INCH’ SALAH
Zag u dat gisteren, tijdens Uruguay–Egypte? Er kwam niet één keer een tribunebabe in beeld. Ook geen Mick Jagger of Leonardo DiCaprio. Beroemde gasten zullen er sowieso veel minder zijn in Rusland dan op het WK in Brazilië en ZuidAfrika. Nee, de aandacht op de dode momenten – en die waren er genoeg – ging voortdurend naar een speler op de Egyptische bank: Mohamed Salah, dit jaar bij Liverpool ontpopt tot een van de grootste sterren in het wereldvoetbal.

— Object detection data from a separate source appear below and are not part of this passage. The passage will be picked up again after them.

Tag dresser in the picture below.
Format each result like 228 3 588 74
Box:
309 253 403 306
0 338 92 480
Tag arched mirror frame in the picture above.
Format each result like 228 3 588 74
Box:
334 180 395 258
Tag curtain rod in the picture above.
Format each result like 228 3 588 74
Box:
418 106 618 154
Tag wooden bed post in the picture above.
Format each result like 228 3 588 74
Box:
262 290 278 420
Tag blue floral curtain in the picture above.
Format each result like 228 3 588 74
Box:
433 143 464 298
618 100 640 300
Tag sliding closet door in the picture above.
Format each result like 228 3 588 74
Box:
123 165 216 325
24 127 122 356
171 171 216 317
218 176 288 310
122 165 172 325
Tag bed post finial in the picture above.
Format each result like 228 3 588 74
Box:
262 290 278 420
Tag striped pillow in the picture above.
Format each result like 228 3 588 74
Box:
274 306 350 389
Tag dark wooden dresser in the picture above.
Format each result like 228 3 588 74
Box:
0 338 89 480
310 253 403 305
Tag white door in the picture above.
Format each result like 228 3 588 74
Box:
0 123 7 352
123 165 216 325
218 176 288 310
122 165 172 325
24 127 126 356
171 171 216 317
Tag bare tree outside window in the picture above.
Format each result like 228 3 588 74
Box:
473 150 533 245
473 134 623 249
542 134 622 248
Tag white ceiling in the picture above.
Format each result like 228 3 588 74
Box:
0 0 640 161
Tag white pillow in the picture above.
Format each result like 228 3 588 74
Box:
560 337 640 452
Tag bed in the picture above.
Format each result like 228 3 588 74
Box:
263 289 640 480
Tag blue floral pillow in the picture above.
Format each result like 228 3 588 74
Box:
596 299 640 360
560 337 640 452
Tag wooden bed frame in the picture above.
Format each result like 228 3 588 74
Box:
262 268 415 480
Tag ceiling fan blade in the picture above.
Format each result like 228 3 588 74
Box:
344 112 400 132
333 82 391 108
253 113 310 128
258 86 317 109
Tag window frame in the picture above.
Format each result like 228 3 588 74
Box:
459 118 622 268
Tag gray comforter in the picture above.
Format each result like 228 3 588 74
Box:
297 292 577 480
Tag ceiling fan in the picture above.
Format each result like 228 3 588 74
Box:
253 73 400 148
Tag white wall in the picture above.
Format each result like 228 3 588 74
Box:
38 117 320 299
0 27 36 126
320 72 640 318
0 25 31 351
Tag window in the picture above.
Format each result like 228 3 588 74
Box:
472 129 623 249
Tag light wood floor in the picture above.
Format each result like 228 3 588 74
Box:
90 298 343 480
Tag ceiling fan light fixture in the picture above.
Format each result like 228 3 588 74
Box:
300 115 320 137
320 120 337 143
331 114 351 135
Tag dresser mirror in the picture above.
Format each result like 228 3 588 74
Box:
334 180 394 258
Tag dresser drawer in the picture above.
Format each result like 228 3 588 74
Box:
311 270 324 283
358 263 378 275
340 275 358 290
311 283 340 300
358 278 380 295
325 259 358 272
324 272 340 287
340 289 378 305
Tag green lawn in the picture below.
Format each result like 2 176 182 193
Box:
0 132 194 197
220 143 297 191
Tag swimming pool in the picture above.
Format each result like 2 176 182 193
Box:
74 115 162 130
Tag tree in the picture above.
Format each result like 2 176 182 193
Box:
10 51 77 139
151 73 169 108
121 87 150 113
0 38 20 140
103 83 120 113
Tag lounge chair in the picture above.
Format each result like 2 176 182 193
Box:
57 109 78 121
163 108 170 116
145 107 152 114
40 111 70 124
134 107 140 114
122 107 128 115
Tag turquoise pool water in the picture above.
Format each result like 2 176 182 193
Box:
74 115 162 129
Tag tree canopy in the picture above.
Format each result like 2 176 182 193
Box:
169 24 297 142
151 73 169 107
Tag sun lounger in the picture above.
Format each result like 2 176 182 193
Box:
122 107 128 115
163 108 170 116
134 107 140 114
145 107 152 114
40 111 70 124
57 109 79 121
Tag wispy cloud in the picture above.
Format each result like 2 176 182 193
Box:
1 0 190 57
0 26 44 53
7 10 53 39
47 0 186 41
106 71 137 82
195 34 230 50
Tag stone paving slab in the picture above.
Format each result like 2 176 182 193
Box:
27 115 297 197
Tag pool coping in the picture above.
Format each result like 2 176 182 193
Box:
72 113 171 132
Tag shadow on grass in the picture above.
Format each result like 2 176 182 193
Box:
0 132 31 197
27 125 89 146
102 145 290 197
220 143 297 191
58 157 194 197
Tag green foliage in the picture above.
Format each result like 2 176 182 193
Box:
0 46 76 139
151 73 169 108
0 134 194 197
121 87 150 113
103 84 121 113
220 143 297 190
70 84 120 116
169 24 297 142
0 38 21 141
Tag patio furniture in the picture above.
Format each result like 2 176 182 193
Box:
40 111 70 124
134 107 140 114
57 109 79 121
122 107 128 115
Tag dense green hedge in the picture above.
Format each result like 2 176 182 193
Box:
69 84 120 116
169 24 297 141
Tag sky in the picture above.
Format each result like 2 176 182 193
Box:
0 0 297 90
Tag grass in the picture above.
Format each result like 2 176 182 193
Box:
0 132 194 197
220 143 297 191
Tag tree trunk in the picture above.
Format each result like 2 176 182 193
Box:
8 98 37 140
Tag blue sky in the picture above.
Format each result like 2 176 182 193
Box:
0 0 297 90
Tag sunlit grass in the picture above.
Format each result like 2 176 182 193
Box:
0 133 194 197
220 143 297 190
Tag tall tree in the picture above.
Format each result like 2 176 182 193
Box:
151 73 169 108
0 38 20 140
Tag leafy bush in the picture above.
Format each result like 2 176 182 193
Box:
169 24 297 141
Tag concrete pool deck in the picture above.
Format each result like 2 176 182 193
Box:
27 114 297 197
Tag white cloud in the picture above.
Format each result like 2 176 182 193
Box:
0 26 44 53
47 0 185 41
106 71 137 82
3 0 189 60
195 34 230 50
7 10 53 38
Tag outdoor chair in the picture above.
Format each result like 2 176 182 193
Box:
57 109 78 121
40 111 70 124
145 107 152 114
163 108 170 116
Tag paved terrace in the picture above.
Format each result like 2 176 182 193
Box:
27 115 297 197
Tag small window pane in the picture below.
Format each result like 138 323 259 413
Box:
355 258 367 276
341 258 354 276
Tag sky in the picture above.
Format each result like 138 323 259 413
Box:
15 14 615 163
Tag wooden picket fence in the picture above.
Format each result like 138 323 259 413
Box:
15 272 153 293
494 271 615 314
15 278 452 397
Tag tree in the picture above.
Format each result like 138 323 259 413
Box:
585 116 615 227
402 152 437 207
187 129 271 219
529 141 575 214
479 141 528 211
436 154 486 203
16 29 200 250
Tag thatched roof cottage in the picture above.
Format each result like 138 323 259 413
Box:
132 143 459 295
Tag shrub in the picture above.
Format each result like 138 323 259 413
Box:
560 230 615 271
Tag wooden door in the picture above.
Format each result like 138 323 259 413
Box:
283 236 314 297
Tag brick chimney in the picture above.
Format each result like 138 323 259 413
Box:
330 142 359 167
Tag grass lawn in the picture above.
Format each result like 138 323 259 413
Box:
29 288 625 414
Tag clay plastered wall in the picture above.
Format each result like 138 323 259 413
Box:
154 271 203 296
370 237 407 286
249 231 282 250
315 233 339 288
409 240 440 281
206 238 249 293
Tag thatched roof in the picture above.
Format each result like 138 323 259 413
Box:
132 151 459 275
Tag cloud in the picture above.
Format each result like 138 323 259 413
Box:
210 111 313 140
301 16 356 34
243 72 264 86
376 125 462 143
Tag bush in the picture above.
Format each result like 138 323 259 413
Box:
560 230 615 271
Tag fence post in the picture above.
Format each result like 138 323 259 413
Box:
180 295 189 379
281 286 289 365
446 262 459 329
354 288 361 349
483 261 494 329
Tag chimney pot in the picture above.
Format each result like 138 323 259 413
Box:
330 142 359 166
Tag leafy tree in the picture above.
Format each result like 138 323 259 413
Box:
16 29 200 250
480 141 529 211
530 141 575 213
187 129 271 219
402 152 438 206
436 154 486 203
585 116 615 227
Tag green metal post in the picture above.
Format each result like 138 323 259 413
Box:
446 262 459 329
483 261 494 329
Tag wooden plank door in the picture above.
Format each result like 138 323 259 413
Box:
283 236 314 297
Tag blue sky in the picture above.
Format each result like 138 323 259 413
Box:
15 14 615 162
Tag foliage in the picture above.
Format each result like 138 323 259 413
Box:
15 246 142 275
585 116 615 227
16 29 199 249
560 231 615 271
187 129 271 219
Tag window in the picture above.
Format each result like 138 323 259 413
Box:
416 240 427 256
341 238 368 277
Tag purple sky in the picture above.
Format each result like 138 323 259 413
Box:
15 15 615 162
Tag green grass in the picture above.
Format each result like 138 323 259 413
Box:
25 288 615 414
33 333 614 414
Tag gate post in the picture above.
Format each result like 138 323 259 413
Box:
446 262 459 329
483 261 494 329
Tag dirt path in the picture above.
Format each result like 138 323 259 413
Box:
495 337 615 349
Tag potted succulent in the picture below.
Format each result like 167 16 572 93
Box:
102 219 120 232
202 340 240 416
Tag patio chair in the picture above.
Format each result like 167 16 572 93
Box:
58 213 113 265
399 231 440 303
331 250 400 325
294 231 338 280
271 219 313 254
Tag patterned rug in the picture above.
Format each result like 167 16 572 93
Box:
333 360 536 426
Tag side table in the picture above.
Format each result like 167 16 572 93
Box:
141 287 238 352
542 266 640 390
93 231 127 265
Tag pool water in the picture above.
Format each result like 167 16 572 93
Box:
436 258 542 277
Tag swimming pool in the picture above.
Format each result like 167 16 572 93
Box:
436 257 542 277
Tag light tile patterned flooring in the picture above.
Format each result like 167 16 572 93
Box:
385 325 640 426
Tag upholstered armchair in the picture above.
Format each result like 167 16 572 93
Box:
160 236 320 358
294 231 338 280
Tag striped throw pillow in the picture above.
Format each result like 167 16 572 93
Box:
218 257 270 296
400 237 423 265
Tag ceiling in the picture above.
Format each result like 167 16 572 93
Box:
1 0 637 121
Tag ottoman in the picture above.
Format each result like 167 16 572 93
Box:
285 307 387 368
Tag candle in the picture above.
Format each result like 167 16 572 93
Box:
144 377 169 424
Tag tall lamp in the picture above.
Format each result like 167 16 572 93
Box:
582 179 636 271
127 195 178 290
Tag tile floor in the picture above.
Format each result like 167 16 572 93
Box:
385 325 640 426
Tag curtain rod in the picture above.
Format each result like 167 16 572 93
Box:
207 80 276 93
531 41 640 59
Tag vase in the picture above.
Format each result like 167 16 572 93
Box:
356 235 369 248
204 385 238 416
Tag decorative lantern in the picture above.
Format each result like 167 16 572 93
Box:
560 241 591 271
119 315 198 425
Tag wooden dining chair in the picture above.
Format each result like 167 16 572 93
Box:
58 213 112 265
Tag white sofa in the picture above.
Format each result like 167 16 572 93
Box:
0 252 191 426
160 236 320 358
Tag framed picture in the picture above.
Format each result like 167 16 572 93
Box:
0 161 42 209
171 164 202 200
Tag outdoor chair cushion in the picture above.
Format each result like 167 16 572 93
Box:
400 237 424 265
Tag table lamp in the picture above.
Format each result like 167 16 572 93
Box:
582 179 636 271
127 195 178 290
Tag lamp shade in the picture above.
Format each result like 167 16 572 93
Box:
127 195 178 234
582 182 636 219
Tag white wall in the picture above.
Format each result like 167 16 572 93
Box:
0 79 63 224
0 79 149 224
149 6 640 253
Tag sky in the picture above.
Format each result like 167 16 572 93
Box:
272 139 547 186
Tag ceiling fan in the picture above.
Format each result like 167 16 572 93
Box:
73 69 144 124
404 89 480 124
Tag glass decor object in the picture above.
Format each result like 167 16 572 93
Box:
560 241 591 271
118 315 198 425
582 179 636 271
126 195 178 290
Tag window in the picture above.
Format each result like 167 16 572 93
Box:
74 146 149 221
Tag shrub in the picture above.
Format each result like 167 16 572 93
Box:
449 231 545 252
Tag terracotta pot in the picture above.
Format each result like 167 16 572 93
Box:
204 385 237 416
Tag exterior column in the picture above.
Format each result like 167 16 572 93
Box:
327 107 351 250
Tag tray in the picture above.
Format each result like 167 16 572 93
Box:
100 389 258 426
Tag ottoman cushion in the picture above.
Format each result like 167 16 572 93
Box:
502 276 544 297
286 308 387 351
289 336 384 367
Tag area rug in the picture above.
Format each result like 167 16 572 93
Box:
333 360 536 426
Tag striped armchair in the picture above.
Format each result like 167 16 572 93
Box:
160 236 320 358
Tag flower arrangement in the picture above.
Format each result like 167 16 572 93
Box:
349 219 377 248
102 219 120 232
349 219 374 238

Voor het eerst sinds zijn schouderblessure in de finale van de Champions League stond de jarige superspits op het wedstrijdblad, maar niemand wist zeker of zijn coach hem al zou durven te laten invallen.
Het moet verdorie niet eenvoudig zijn om Mohamed Salah te heten. Iedere keer dat hij ook maar een seconde in beeld kwam op de grote schermen, steeg luid gejuich op uit de Egyptische rangen. Salah probeerde daar waardig op te reageren, door te doen alsof hij het niet merkte en later door even vriendelijk te glimlachen. Wat moest hij ook doen, knipogen? Zelfs zonder de aandacht van een cameraman begonnen de Egyptische fans tot drie keer toe luidkeels zijn naam te scanderen. Je zag dat hij dat gênant vond – wat een signaal is het ook naar de andere Egyptische spelers, die duidelijk als opdracht hadden gekregen met stug verdedigen een gelijkspel uit te brand te slepen. Vertrouwen krijgen van het publiek is ongetwijfeld prettig, maar een heilig geloof moet ook een enorme druk op je schouders leggen. Telkens als trainer Hector Cuper een speler verving en het was niet de held der natie die klaarstond als vervanger, toonden de fans hun ongenoegen. Opnieuw probeerde Salah het waardig te ondergaan. Hij beleefde duidelijk een ongemakkelijke namiddag met al dat eerbetoon voor een potje bankzitten.
Het doet onvermijdelijk denken aan Cristiano Ronaldo twee jaar geleden in de finale van het EK, in Parijs. Hij viel al snel uit met een blessure, maar deed dan wat je van hem kon verwachten: hij pikte het niet dat hij een tweederangsrol zou spelen in het behalen van de titel, en stal nadrukkelijk de show door als een soort aandachtszieke reservecoach langs de lijn te paraderen en gesticuleren. Nog egocentrischer is Zlatan Ibrahimovic. Die kondigde zijn afscheid als Zweeds international aan op dat EK, speelde geen minuut in de kwalificaties voor het WK en begon zichzelf dan weer op te dringen om naar Rusland te gaan. Nu de Zweedse trainer daar niet op is ingegaan, verklaart Ibrahimovic – toch in Rusland aanwezig op uitnodiging van sponsor Visa – doodleuk dat een WK zonder hem ‘het bekijken niet waard is’.
Niets van die egotripperij bij de Egyptenaar. Hij is de antiCristiano Ronaldo, de antiZlatan. Het enige moment dat hij emoties vertoonde, was na het late doelpunt van de Uruguayanen. Toen keek hij gewoon sip, zoals iedere Egyptenaar. Misschien dacht hij wel even ‘moet ik verdraaid dan alles zelf doen, sukkels’. Maar als dat moment van hybris al even opdook, wist hij het perfect te camoufleren.
In Engeland staat Salah trouwens niet alleen bekend om zijn prachtige doelpunten, maar ook om zijn minzaamheid en bescheidenheid. Zelfs met zijn rustig uitgedragen vroomheid (na een doelpunt verricht hij de salat, het rituele moslimgebed) oogst hij niets dan respect. De fans van Liverpool zingen op de wijs van ‘Good enough’ van Dodgy: ‘If he’s good enough for you, he’s good enough for me, if he scores another few, then I’ll be Muslim too / If he’s good enough for you he’s good enough for me, then sitting in a mosque is where I wanna be.’ Een rolmodel voor zijn geloof én voor sportiviteit, kortom. En een ster die niet graag de aandacht steelt van anderen. Dat neemt overigens niet weg dat Salah de enige grote Egyptische kans wel zou hebben afgewerkt en zo dat gelijkspel zou hebben afgedwongen. Gelukkig raakt hij voor de wedstrijden tegen Rusland en SaudiArabië hoogstwaarschijnlijk wel echt speelklaar, en dan is de volgende ronde toch nog mogelijk. Als het een beetje meezit. Inch’ Salah.
Zlatan Ibrahimovic noemt een WK zonder hem ‘het bekijken niet waard’. Mo Salah is de antiZlatan.